I do my best to eat healthy on a fairly limited budget, and I make some sacrifices over what I'd consider optimal, but I think I do alright. We've got a 2 month old at home, and my wife was mostly incapacitated due to constant vomiting for the entire pregnancy, so I've been doing just about all of the cooking for the better part of a year. I've settled into a bit of a routine.
Breakfast - Eggs are cheap protein. Potatoes are also cheap - they're starchy, but they grow in the ground and I don't feel *that* bad about eating them. Some kind of fritata with some kind of meat for flavor - bacon, sausage, lefovers, etc for me. My wife really likes a particular asparagus/ham quiche, so I'll make a couple of those on the weekends and that's an easy heat up breakfast for both of us.
Lunch - Salad. I make a couple salads most nights from veggies I get at Costco. I dress it up with some feta, green olives, and walnuts, and top it with some chicken. Rotisserie chicken at Costco is $5 for a 3 pound cooked chicken, and I can make broth with the carcass for soup or cooking rice/quinoa in to give it some added nutrient value.
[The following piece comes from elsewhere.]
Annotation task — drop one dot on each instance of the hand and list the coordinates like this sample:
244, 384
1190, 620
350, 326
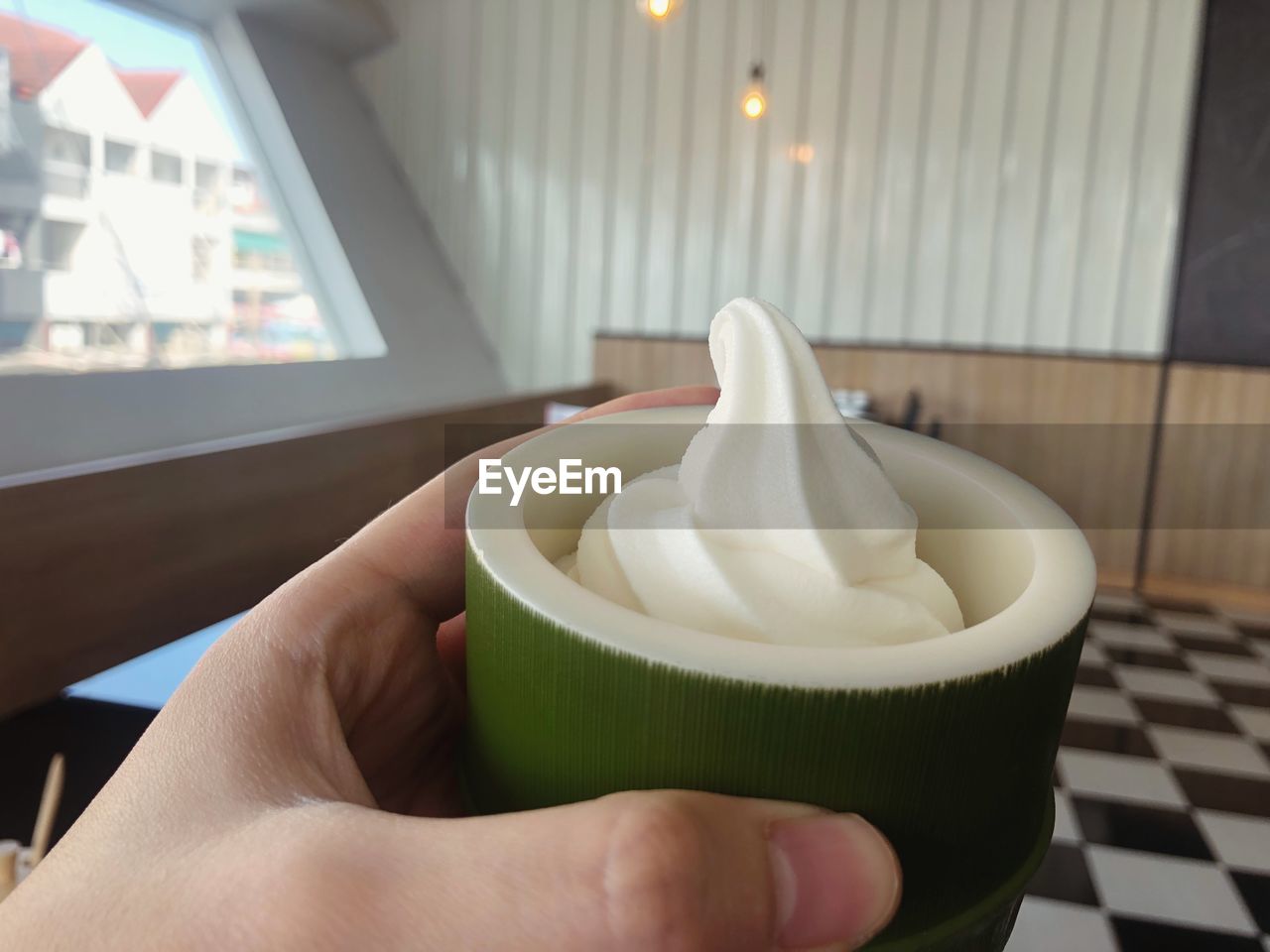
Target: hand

Or I'll just grab some boneless/skinless thighs from the freezer, they're a couple bucks a pound.
Dinner - Some kind of meat and vegetable. Our most expensive food items are the 1/4 cow and 60 pounds of wild alaskan salmon we buy in bulk every year. I've got a smoker, so I like to make pulled pork too. $1.69 a pound, and it's delicious after all day on the smoker. I pull one shoulder to eat for dinners, and I slice another to put on sandwiches for lunch if I'm too lazy to make a salad the night before. I usually eat whatever veggie happens to be in season. Right now that's a lot of asparagus and brussells sprouts.
$2/meal is my goal, $2.75/meal is my budget. It's not what I'd consider the best diet in terms of health, but I've got price and convenience to factor in too.